I am waiting for a package sent with Canada Post to my home address in Dubai. I don't have a tracking number for it.

The question is if there is any chance for me to get the package if I go to the post office in Karama, or is it a waste of time without having a tracking number?


----------



## BedouGirl (Sep 15, 2011)

DkyDky said:


> I am waiting for a package sent with Canada Post to my home address in Dubai. I don't have a tracking number for it. The question is if there is any chance for me to get the package if I go to the post office in Karama, or is it a waste of time without having a tracking number?


There's no home delivery service here so why would you address it to your home?
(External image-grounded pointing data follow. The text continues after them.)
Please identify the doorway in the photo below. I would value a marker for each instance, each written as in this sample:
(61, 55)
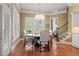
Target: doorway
(54, 24)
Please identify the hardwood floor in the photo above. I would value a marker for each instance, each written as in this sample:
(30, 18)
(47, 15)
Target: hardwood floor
(56, 50)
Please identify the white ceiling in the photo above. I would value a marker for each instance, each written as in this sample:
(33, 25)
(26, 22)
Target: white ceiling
(44, 7)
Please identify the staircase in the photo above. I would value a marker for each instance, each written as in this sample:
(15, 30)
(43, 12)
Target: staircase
(65, 38)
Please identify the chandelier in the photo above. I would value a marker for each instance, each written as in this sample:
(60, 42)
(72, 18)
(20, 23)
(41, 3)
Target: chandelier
(39, 16)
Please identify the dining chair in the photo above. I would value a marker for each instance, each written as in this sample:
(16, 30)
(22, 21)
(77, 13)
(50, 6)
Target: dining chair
(44, 39)
(28, 41)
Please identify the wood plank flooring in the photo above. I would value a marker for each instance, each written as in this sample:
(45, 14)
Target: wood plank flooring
(56, 50)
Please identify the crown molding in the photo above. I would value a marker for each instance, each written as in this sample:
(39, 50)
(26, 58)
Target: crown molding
(32, 12)
(58, 12)
(72, 4)
(23, 11)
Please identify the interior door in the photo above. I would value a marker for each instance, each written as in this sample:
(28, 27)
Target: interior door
(54, 23)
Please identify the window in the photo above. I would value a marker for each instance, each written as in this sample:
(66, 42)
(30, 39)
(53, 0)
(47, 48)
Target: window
(33, 26)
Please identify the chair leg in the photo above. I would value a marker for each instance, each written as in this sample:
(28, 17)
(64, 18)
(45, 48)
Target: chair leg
(48, 45)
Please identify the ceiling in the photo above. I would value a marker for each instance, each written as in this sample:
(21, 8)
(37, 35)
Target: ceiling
(43, 7)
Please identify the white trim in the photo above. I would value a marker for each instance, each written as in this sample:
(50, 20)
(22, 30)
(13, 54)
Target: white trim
(32, 12)
(14, 45)
(23, 11)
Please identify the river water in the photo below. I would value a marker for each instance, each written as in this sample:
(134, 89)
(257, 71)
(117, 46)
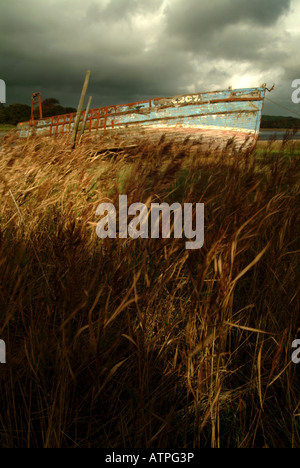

You can try going to the post office and giving them the details to see if they can track it down.


----------



## DkyDky (Feb 11, 2013)

BedouGirl said:


> There's no home delivery service here so why would you address it to your home? You can try going to the post office and giving them the details to see if they can track it down.


Yes , I know that. I don't have a PO box and friends have received packages (with tracking number) at the Karama post office.

There was a misunderstanding with the eBay seller, so that's why my package wasn't sent with a tracking number.

I just want to know if someone here has managed to pick up a package there only based on the shipping address. I don't want to waste my time in Karama without having a small chance of success


----------



## BedouGirl (Sep 15, 2011)

DkyDky said:


> Yes , I know that. I don't have a PO box and friends have received packages (with tracking number) at the Karama post office. There was a misunderstanding with the eBay seller, so that's why my package wasn't sent with a tracking number. I just want to know if someone here has managed to pick up a package there only based on the shipping address. I don't want to waste my time in Karama without having a small chance of success


Most people use their work POBs. There was a thread on here on this subject not so long ago, you'll be able to find it through the search engine. It's probably worth a trip to the post office - nothing ventured, nothing gained....


----------



## Keithl (Jun 6, 2014)

DkyDky said:


> I am waiting for a package sent with Canada Post to my home address in Dubai. I don't have a tracking number for it.
> 
> The question is if there is any chance for me to get the package if I go to the post office in Karama, or is it a waste of time without having a tracking number?


it will be returned to Canada if a PO Box number wasn't specified and the package was sent through normal post

Only courier companies do door to door delivery in Dubai ( but require a phone number on the package)


----------